En 2013 nous quittons définitivement 
  Ludres et nous installons à Audresselles. Bientôt, Sarah vient 
  nous voir sur place avec les dernières nouvelles de son travail qui a 
  bien démarré. Trois années plus tard, elle devient Professeur 
  de Faculté à Princeton. Je vois que son travail avance vite car 
  elle m’a envoyé récemment la copie d’une note publiée 
  par elle dans Nature 2018 avec 5 collaborateurs : « The genetic basis 
  of a social polymorphism in halictid bees ». De nombreuses différences 
  génétiques existent entre les albipes solitaires et sociales. 

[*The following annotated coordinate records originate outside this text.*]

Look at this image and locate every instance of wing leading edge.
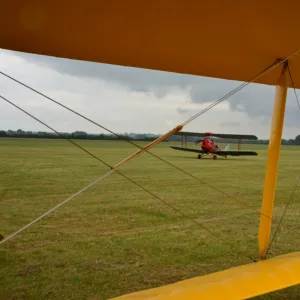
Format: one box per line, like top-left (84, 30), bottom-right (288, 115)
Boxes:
top-left (170, 146), bottom-right (257, 156)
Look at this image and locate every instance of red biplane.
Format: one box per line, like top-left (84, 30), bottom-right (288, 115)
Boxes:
top-left (170, 131), bottom-right (257, 159)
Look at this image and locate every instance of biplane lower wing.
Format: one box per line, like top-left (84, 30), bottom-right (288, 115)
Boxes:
top-left (113, 252), bottom-right (300, 300)
top-left (170, 146), bottom-right (257, 156)
top-left (170, 146), bottom-right (209, 154)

  Des variants génétiques associés à ce polymorphisme 
  ont été identifiés, dont syxla qui est impliqué 
  dans l’autisme chez l’homme.
  Je suis très heureuse de cette situation. J’ai passé la 
  main. Sarah poursuit un thème de recherche qui me tient à cœur. 
  Ses connaissances en génétique lui permettent d’attaquer 
  le problème de manière nouvelle et efficace. Elle a la gentillesse 
  de me tenir au courant de son travail, de ses résultats et je me réjouis, 
  avec elle, de ses succès. Et l’histoire continue. Je suis curieuse 
  de connaître la suite car les Halictinae, ce sont vraiment des insectes 
  FANTASTIQUES. Je considère Sarah comme une réponse heureuse liée 
  à la publication d’un article qui m’aura donné du 
  fil à retordre. 
Notes ajoutées 
  par AL
  - Kocher, S. D., R. Mallarino, B. E. R. Rubin, D. W. Yu, H. E. Hoekstra and 
  N. E. Pierce (2018). The genetic basis of a social polymorphism in halictid 
  bees. Nature Communications 9(1): 4338. 10.1038/s41467-018-06824-8
  - Plateaux-Quénu, C. (2008). Subsociality in halictine bees. Insect.